Vulture populations in Southeast Asia are primarily threatened by the declining number of large herbivores in the region, but have been largely unaffected by a far greater threat to Asia’s vultures: the veterinary drug diclofenac. Widely used as an anti-inflammatory drug for cattle in South Asia, diclofenac is toxic to vultures, causing death through renal failure and visceral gout to birds that feed on the cattle carcasses and has led to global population declines higher than 99 percent in some vulture species.

This ‘venue’ of vultures (a group of vultures can also be called a ‘committee’ or a ‘wake’) in this image includes slender billed (l), white-rumped (m), and red-headed vultures (r), all of which have persisted in Cambodia while other vulture populations in Asia have all but vanished. Photo credit: Hugh Wright. Caption: WCS

WCS says the vulture population in Cambodia is rebounding as a the result of several programs organized by the Cambodia Vulture Conservation Project. Localy commmunities are paid to protect vulture nests, while vulture food sources are supplemented by ‘vulture restaurants,’ feeding stations that also provide an opportunity to see the birds.

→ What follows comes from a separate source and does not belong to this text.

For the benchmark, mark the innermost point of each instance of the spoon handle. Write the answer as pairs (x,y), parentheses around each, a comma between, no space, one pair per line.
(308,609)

“By protecting nests and supplementing food supplies, we are saving some of the world’s largest and most charismatic birds,” stated Dr. Hugo Rainey, WCS technical advisor to the Cambodia Vulture Conservation Project. “Nowhere else in Asia do vultures have such a promising future.”

Still the conservation group is cautious. It says rising pesticide use for agriculture, which is shifting from small-holder to industrial operations, is a new threat.

“There have been increasing numbers of poisoned birds recently,” said Song Chansocheat, Ministry of Environment and WCS Vulture Project Manager, in a statement. “Educating people about the risk to wildlife and people from incorrect use of poisons is important.”